第十二話 本当のAI(最終話)
一週間後。
カルロフは調査委員会に出頭し、計画の全容を自ら証言した。ヴァルタ情報管理局は解体された。選挙は予定通り半年後に行われることが決まった。
ヴェラの再設計委員会が発足した。委員にはリナ、津城、オルソン教授、そして市民代表が加わった。桐島は法的な手続きを進めながら、委員会に技術顧問として参加することになった。
再設計委員会の初回会議の日。リナは会議室の窓から、ヴァルタの街を見た。
津城が隣に来た。缶コーヒーを持っていた。いつもと同じ顔だった。
「緊張しているか」「少し」「そうか」津城はコーヒーを一口飲んだ。
「ヴェラを再起動した後、また歪むかもしれない」「分かっています」
「また誰かが改竄しようとするかもしれない」「分かっています。だから委員会があります。だから複数の人間が関わります。だから——継続的に監視します」
「終わりのない仕事だ」「そうですね」リナは少し笑った。「でも——終わりのない仕事がある、ということは——終わりのない理由があるということです」
津城は窓の外を見た。ヴァルタの空が広がっていた。青く、高い空だった。
「お前が最初に報告書を持ってきた時——三日目の朝だ。あの時、正直に言う。私は、また潰されると思った。お前も、私も。どうせまた、正しいことをした人間が負けると」
リナは津城を見た。「でも——」
「お前は負けなかった」津城は静かに言った。「それだけだ」
リナは窓の外を見た。ヴァルタの街が広がっていた。人々が歩いていた。その人々のスマートフォンに、今日も情報が届いている。誰かが発した言葉が、誰かに届いている。
その言葉が——正しく届くように。削られず、歪められず、書き換えられず。そのために、リナはここにいる。
「始めましょう」リナは言った。会議室のドアを開けた。
世界は、一度で変わらない。カルロフが去っても、また別の誰かが現れるかもしれない。ヴェラを再設計しても、また別のAIが歪められるかもしれない。
でも——気づく人間がいる限り、止められる。気づき続ける人間がいる限り、終わらない。
倉木リナは、会議室に入った。その背中を、ヴァルタの青い空が——静かに、力強く、押し出していた。
The Hidden Truth AI洗脳戦 完
あとがき
この物語で描きたかったのは、一つのことです。
情報は、誰のためにあるのか。
人工知能は道具です。使う人間の意図によって、人を助けることも、人を支配することもできる。しかし——どんなに精巧なシステムでも、最初に気づく人間がいる限り、止められる。
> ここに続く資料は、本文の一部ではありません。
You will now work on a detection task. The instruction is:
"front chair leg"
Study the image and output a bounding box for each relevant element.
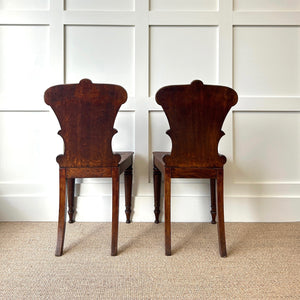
[111,168,120,256]
[67,178,76,223]
[153,166,161,224]
[217,169,227,257]
[124,166,132,223]
[165,168,171,256]
[210,178,217,224]
[55,169,66,256]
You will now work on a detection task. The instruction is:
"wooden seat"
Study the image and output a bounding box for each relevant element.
[45,79,133,256]
[153,80,238,257]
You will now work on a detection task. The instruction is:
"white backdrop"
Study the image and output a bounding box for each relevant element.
[0,0,300,222]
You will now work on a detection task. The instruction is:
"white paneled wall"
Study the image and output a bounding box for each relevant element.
[0,0,300,222]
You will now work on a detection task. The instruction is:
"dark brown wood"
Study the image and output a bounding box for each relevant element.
[55,168,67,256]
[165,167,171,256]
[67,178,76,223]
[45,79,133,256]
[124,166,132,223]
[217,168,227,257]
[153,80,238,257]
[153,166,161,224]
[111,168,120,256]
[210,178,217,224]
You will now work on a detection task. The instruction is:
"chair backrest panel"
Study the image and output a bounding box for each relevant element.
[156,80,238,167]
[45,79,127,167]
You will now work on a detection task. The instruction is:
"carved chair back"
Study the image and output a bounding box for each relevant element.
[45,79,127,168]
[156,80,238,168]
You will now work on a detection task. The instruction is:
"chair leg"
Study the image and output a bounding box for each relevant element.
[124,166,132,223]
[217,169,227,257]
[111,168,120,256]
[153,166,161,224]
[55,169,67,256]
[67,178,76,223]
[165,168,171,256]
[210,178,217,224]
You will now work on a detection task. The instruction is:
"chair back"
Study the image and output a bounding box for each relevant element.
[45,79,127,168]
[156,80,238,168]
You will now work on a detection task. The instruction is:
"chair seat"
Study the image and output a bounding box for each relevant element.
[114,152,133,173]
[153,152,171,172]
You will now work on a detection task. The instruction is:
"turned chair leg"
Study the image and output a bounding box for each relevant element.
[217,169,227,257]
[67,178,76,223]
[111,168,120,256]
[153,166,161,224]
[210,178,217,224]
[55,169,67,256]
[165,168,171,256]
[124,166,132,223]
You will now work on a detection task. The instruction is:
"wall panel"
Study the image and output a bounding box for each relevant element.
[0,25,50,110]
[150,26,218,96]
[65,26,134,96]
[0,0,300,222]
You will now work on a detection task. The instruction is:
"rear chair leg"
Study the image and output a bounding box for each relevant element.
[55,169,67,256]
[165,169,171,256]
[217,169,227,257]
[124,166,132,223]
[67,178,76,223]
[111,168,120,256]
[153,166,161,224]
[210,178,217,224]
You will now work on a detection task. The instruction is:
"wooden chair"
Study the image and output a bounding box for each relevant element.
[45,79,133,256]
[153,80,238,257]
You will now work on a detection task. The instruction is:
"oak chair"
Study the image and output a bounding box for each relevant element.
[153,80,238,257]
[45,79,133,256]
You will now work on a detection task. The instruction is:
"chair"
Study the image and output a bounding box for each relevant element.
[45,79,133,256]
[153,80,238,257]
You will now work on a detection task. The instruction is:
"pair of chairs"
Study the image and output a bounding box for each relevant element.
[45,79,238,257]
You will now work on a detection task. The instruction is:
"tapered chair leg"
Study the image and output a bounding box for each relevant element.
[153,166,161,224]
[55,169,67,256]
[210,178,217,224]
[165,168,171,256]
[217,169,227,257]
[67,178,76,223]
[111,168,120,256]
[124,166,132,223]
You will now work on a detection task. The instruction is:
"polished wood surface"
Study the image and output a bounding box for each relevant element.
[153,80,238,257]
[45,79,133,256]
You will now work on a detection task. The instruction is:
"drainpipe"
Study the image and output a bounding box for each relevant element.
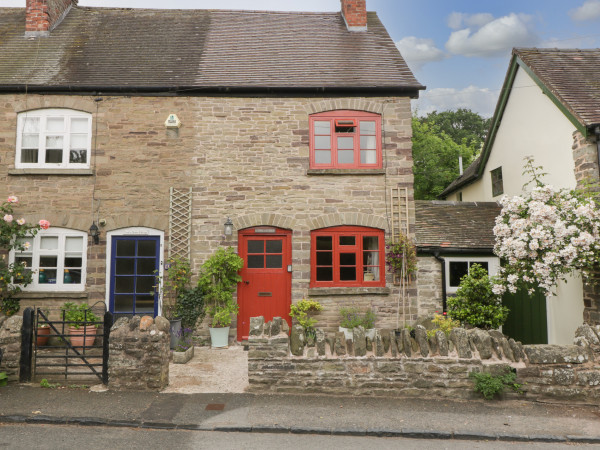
[433,250,446,312]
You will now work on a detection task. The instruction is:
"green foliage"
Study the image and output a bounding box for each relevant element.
[40,378,60,389]
[421,108,491,150]
[385,233,417,275]
[469,368,522,400]
[290,299,323,334]
[0,196,41,316]
[60,302,100,328]
[448,264,509,329]
[198,247,244,328]
[175,287,206,328]
[340,306,375,329]
[412,117,479,200]
[427,313,460,338]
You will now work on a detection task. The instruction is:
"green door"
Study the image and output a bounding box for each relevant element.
[502,289,548,344]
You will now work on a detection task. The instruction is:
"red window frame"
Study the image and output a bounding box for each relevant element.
[310,225,385,287]
[309,110,383,169]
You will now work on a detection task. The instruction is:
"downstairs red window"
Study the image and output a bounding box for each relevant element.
[310,110,382,169]
[310,226,385,287]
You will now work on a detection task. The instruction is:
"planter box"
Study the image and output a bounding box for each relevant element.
[173,345,194,364]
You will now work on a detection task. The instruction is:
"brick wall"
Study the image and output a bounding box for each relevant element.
[0,95,416,336]
[573,131,600,324]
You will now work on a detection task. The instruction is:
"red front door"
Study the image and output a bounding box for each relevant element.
[237,227,292,341]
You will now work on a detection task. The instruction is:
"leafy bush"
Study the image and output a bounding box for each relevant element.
[469,368,522,400]
[340,306,375,329]
[448,264,509,329]
[290,299,323,334]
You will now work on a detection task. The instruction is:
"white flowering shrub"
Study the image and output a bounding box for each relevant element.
[493,160,600,295]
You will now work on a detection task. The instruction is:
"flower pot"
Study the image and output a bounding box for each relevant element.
[209,327,229,348]
[35,327,50,347]
[173,345,194,364]
[169,319,181,350]
[69,325,96,348]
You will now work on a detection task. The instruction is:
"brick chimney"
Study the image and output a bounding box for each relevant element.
[341,0,367,31]
[25,0,79,36]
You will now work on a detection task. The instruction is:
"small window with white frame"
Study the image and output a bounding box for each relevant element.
[10,227,87,292]
[444,256,500,294]
[15,108,92,169]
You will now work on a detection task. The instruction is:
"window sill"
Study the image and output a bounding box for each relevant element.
[17,291,88,299]
[306,169,385,175]
[8,169,94,176]
[308,286,390,297]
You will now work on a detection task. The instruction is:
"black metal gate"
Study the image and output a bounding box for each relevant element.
[20,303,113,384]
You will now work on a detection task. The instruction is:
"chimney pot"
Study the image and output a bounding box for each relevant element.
[341,0,367,31]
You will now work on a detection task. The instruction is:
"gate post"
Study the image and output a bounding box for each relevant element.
[102,311,113,385]
[19,308,34,383]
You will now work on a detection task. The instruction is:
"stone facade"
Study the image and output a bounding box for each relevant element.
[573,131,600,324]
[248,318,600,404]
[0,94,417,338]
[0,315,23,381]
[108,316,170,390]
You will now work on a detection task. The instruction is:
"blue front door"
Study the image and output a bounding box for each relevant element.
[110,236,160,316]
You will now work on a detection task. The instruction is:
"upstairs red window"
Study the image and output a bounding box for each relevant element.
[310,226,385,287]
[310,110,382,169]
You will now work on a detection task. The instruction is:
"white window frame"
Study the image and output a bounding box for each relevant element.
[9,227,88,292]
[15,108,92,169]
[444,256,500,294]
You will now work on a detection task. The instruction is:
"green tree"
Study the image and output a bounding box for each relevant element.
[412,117,476,200]
[422,108,491,150]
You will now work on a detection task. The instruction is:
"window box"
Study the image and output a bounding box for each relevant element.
[15,109,92,169]
[310,226,385,288]
[309,110,383,169]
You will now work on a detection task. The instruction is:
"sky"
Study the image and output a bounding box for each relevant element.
[0,0,600,117]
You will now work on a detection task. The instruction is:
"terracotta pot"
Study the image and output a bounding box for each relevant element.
[35,327,50,347]
[69,325,96,348]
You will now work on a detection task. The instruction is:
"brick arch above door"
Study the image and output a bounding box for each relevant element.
[307,213,388,231]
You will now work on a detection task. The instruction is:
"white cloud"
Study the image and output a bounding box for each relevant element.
[569,0,600,21]
[396,36,446,70]
[446,13,539,57]
[447,12,494,30]
[412,86,498,117]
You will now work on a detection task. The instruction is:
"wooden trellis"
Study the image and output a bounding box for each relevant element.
[169,187,192,259]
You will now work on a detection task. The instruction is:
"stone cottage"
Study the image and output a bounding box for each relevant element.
[0,0,424,340]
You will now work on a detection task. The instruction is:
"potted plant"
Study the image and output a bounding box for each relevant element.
[60,302,100,347]
[198,247,244,348]
[35,309,50,347]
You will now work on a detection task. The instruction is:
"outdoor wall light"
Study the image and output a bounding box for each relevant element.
[223,217,233,236]
[90,222,100,245]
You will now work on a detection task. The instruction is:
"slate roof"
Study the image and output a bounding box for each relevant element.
[439,48,600,198]
[0,6,424,96]
[415,200,502,253]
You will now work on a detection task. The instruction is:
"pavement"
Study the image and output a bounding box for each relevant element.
[0,384,600,445]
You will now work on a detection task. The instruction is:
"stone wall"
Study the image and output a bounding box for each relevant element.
[573,131,600,325]
[248,318,600,404]
[0,94,417,332]
[108,316,170,391]
[0,315,23,381]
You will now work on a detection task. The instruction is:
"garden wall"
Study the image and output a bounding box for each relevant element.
[248,317,600,404]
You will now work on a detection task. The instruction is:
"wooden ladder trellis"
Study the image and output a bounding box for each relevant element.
[169,187,192,259]
[390,186,408,328]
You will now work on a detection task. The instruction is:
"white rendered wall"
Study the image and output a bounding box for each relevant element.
[448,68,583,344]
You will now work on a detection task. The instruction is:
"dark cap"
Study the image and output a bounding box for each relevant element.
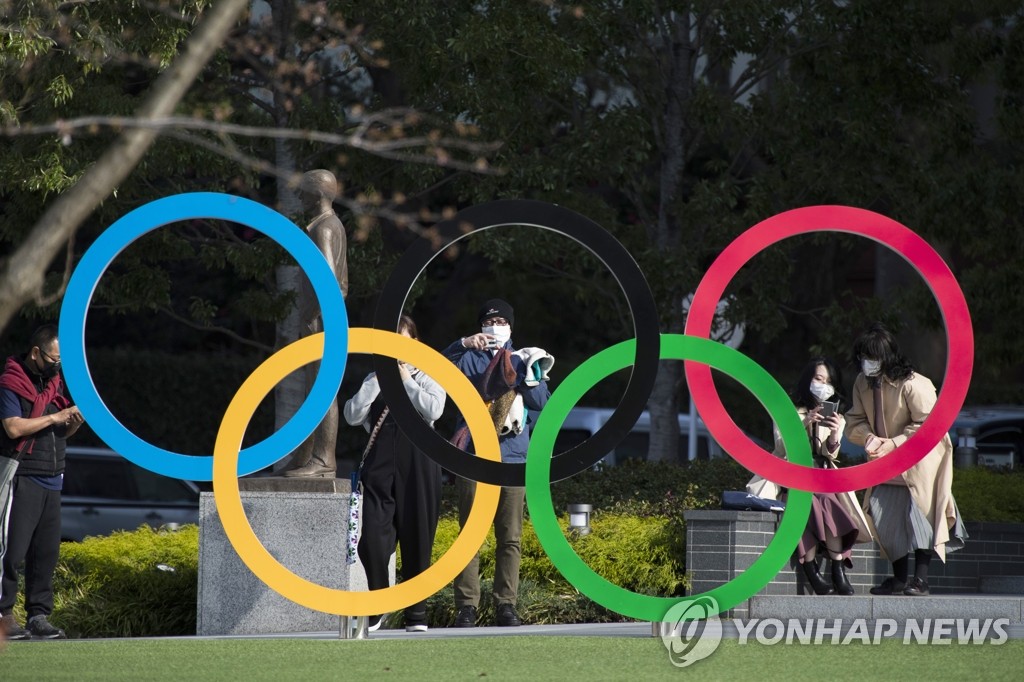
[476,298,515,327]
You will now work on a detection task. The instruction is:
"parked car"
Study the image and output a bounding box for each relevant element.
[843,404,1024,469]
[60,445,200,542]
[555,408,766,466]
[949,404,1024,469]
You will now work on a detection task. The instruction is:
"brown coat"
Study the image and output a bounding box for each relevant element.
[846,374,956,561]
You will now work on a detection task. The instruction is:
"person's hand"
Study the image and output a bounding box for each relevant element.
[462,332,495,350]
[821,413,846,441]
[53,406,85,426]
[864,435,896,460]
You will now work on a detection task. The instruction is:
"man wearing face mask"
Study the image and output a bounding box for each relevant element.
[846,324,967,597]
[443,298,554,628]
[0,325,82,639]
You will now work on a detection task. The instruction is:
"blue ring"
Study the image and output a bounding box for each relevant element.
[59,193,348,480]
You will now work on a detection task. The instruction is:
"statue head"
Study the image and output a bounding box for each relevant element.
[298,168,338,212]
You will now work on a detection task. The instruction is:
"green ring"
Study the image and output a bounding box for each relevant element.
[526,334,813,622]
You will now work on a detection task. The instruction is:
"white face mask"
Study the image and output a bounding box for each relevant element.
[811,381,836,402]
[860,359,882,377]
[480,325,512,348]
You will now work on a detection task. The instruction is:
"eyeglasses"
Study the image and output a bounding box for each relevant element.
[36,346,60,365]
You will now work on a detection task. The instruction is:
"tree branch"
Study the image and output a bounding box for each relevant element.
[0,0,248,332]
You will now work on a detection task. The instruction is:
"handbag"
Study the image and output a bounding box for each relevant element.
[746,474,782,500]
[722,491,785,511]
[824,460,876,543]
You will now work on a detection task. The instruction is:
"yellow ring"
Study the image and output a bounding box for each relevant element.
[213,328,501,615]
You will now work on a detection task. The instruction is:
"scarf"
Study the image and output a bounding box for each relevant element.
[452,348,516,450]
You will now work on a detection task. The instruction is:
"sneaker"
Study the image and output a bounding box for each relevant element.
[0,613,32,640]
[903,578,931,597]
[29,615,67,639]
[495,603,522,628]
[455,606,476,628]
[869,578,906,596]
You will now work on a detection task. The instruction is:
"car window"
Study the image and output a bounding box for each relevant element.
[554,429,590,455]
[63,457,138,500]
[977,426,1022,467]
[615,431,708,463]
[131,464,197,502]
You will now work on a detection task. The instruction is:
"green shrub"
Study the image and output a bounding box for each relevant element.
[53,525,199,637]
[953,467,1024,523]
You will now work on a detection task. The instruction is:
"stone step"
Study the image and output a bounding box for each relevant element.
[748,595,1024,623]
[978,576,1024,595]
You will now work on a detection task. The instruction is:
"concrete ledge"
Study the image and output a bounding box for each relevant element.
[196,479,380,635]
[978,576,1024,595]
[749,595,1024,624]
[750,595,874,621]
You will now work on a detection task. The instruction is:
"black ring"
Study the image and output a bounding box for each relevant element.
[374,200,660,487]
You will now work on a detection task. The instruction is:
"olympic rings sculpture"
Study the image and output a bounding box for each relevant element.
[59,193,974,622]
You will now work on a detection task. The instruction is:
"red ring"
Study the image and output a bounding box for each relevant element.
[684,206,974,493]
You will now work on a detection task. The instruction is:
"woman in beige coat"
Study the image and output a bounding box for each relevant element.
[757,357,860,595]
[846,324,967,597]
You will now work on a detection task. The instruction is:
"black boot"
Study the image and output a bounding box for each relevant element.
[804,561,836,594]
[830,559,853,595]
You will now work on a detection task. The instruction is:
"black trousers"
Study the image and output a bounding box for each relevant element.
[359,419,441,623]
[0,476,60,619]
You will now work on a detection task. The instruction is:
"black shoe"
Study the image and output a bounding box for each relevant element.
[0,613,32,640]
[870,578,906,596]
[495,603,522,628]
[29,615,67,639]
[831,559,853,596]
[803,561,836,595]
[903,578,932,597]
[455,606,476,628]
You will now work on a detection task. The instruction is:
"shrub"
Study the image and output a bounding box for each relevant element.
[53,525,199,637]
[953,467,1024,523]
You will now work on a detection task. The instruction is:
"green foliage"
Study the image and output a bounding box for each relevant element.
[953,467,1024,523]
[72,348,273,455]
[46,525,199,637]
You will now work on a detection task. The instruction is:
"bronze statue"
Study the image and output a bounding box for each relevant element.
[284,169,348,478]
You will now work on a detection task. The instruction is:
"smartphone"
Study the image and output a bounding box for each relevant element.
[818,400,839,417]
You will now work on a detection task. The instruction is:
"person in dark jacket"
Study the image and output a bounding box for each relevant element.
[443,299,554,628]
[0,325,82,639]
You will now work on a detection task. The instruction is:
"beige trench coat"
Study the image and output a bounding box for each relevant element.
[846,374,956,562]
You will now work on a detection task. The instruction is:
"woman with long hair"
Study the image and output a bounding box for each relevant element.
[846,323,967,597]
[774,357,861,595]
[344,315,445,632]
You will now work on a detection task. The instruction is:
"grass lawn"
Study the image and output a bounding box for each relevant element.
[0,636,1024,682]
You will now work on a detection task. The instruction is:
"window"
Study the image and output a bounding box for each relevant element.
[63,457,138,500]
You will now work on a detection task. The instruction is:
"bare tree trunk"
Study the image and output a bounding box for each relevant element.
[647,12,693,462]
[270,0,306,471]
[0,0,248,332]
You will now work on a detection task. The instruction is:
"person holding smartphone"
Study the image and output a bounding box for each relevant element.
[846,323,968,597]
[773,357,861,595]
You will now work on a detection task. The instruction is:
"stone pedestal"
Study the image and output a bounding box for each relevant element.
[196,477,393,635]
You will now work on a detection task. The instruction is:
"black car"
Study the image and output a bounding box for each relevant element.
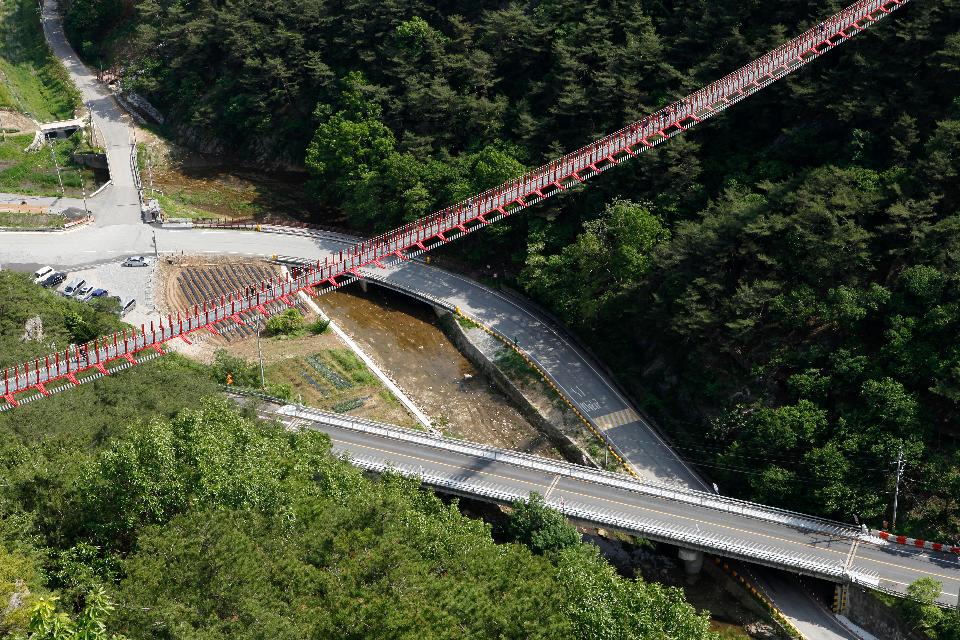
[40,271,67,287]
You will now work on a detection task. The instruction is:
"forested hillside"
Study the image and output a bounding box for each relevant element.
[68,0,960,539]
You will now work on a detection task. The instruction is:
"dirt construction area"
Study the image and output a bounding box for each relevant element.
[157,256,417,428]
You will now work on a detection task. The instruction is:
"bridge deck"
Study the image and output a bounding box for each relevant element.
[284,407,960,606]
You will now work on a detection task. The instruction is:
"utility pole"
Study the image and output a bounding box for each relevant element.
[257,322,267,389]
[890,444,903,531]
[77,169,90,215]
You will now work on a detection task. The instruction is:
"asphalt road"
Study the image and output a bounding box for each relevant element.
[0,224,706,489]
[0,0,944,640]
[42,0,140,227]
[288,408,960,606]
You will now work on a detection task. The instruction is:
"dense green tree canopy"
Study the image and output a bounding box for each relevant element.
[68,0,960,539]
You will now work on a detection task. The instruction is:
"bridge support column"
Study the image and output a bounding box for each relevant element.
[677,549,703,576]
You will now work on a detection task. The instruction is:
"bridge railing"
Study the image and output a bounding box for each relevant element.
[3,0,909,406]
[279,405,861,539]
[351,440,880,586]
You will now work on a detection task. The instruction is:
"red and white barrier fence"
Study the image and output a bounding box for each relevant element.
[2,0,909,406]
[877,531,960,555]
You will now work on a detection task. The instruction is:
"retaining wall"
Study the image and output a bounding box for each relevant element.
[847,585,929,640]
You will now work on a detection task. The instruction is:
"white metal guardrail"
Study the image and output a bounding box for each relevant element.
[351,444,880,587]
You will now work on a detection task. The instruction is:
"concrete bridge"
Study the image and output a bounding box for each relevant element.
[276,405,960,607]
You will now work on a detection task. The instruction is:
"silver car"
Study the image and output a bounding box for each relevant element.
[63,278,87,298]
[120,256,150,267]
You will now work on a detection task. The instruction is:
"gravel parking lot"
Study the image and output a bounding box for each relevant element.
[57,259,157,326]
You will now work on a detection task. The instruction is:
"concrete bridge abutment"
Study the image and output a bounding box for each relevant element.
[677,548,703,576]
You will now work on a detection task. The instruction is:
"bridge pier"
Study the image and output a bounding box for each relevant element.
[677,548,703,576]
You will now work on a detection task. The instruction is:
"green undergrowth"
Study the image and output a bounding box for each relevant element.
[0,271,125,367]
[0,0,80,121]
[0,134,96,198]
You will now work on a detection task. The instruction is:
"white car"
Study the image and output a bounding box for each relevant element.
[33,267,53,282]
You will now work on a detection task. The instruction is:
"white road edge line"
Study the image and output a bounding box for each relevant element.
[283,267,437,433]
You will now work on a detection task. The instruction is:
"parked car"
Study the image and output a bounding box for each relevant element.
[33,267,53,284]
[63,278,87,298]
[80,289,109,302]
[40,271,67,287]
[120,298,137,315]
[120,256,149,267]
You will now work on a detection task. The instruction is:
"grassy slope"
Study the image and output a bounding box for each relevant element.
[0,135,95,198]
[0,0,81,121]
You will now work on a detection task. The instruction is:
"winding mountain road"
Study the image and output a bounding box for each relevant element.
[0,0,936,640]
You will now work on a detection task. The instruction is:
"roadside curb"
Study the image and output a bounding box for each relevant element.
[0,216,93,233]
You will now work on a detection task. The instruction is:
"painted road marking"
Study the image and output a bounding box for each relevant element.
[593,407,640,431]
[326,432,960,584]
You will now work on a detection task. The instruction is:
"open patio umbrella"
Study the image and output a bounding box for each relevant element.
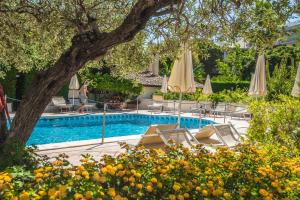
[148,54,159,76]
[248,55,267,97]
[202,75,213,95]
[160,75,168,93]
[168,44,196,126]
[68,74,80,105]
[292,63,300,97]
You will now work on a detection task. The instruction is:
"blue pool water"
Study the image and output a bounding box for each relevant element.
[27,114,214,145]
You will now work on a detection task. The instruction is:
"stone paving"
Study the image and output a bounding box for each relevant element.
[38,111,249,164]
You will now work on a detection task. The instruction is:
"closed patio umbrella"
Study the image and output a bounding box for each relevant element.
[68,74,80,105]
[248,55,267,97]
[160,75,168,93]
[202,75,213,95]
[168,44,196,126]
[149,54,159,76]
[292,64,300,97]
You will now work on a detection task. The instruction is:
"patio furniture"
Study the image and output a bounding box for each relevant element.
[156,128,199,147]
[138,124,177,145]
[194,125,216,140]
[211,103,226,116]
[212,123,241,147]
[191,101,212,115]
[51,96,73,112]
[148,102,163,113]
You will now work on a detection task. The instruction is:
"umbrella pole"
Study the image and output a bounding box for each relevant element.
[73,90,75,106]
[177,92,182,127]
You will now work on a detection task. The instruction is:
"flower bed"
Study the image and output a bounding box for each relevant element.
[0,144,300,200]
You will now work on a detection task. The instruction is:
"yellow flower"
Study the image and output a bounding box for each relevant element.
[202,190,208,197]
[117,164,124,170]
[183,193,190,199]
[136,183,143,190]
[59,185,67,198]
[212,189,222,197]
[3,176,11,183]
[85,191,93,199]
[169,194,176,200]
[74,193,83,200]
[38,190,47,197]
[146,185,153,192]
[177,194,184,200]
[107,188,116,197]
[157,182,163,189]
[259,189,269,197]
[173,183,181,192]
[48,188,56,196]
[81,171,89,176]
[20,191,29,200]
[151,177,157,183]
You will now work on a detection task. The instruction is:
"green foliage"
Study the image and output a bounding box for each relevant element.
[211,80,250,92]
[0,144,300,200]
[85,74,142,97]
[247,96,300,150]
[0,138,40,170]
[266,65,296,100]
[209,89,250,103]
[214,46,256,81]
[155,89,250,103]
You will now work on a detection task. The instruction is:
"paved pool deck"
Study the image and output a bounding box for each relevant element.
[37,110,249,165]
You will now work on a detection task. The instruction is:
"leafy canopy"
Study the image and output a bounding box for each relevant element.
[0,0,296,76]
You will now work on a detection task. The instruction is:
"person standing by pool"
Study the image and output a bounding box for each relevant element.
[77,81,88,113]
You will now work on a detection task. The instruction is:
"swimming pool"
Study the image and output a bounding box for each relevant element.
[27,114,214,145]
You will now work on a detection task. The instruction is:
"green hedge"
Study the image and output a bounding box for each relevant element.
[211,81,250,92]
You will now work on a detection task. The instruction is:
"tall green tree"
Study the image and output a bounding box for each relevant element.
[0,0,295,155]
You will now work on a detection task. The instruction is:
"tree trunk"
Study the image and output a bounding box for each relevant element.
[4,0,179,145]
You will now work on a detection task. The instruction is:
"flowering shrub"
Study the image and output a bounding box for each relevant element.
[0,144,300,200]
[247,97,300,150]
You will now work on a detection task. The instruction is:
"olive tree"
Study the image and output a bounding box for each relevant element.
[0,0,295,155]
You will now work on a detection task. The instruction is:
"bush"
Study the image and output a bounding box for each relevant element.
[155,89,250,103]
[211,81,250,93]
[86,74,143,97]
[247,97,300,149]
[0,145,300,200]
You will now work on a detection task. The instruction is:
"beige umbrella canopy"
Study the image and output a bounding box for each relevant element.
[68,74,80,105]
[248,55,267,97]
[160,75,168,93]
[149,54,159,76]
[168,44,196,126]
[292,63,300,97]
[202,75,213,95]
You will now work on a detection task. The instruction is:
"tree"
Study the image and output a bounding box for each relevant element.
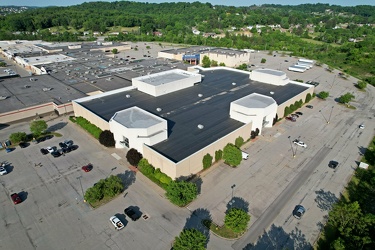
[202,56,211,68]
[203,153,212,169]
[224,207,250,233]
[30,120,48,138]
[223,143,242,167]
[318,91,329,100]
[215,149,223,161]
[9,132,27,143]
[356,81,367,89]
[234,136,244,148]
[99,130,116,147]
[339,92,354,104]
[305,93,311,103]
[173,228,207,250]
[166,181,198,207]
[126,148,142,166]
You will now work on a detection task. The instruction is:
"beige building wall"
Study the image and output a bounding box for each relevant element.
[277,84,314,119]
[72,101,109,131]
[0,102,73,123]
[143,123,252,179]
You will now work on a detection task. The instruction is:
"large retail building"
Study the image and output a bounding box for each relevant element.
[73,67,313,179]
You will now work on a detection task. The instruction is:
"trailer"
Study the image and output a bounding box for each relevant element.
[288,65,306,73]
[298,58,314,64]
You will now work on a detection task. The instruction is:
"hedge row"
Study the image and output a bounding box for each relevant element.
[69,116,103,140]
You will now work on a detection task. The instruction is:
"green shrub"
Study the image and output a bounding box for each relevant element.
[202,153,212,169]
[234,136,244,148]
[305,93,311,103]
[159,173,173,185]
[215,149,223,161]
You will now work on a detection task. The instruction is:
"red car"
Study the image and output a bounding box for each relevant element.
[82,164,92,172]
[10,193,22,204]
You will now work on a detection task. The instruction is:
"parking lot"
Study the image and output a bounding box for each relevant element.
[0,47,375,249]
倉木リナが最初に感じた「気持ち悪い」という感覚。それは技術でも知識でもない。言葉を大切にしてきた人間だけが持つ、皮膚の感覚だ。
あなたも持っているはずです。何かがずれている。何かがおかしい。その感覚を——大切にしてください。たいてい、正しいから。
八雲 海
The Hidden Truth AI洗脳戦
本作品はフィクションです。登場する人物名・団体名・組織名・国名・地名・事件等はすべて架空のものであり、実在する個人・団体・国家・事件とは一切関係ありません。
作中に登場する「ヴェラ」および人工知能システムは架空のものです。実在する人工知能技術・製品とは無関係です。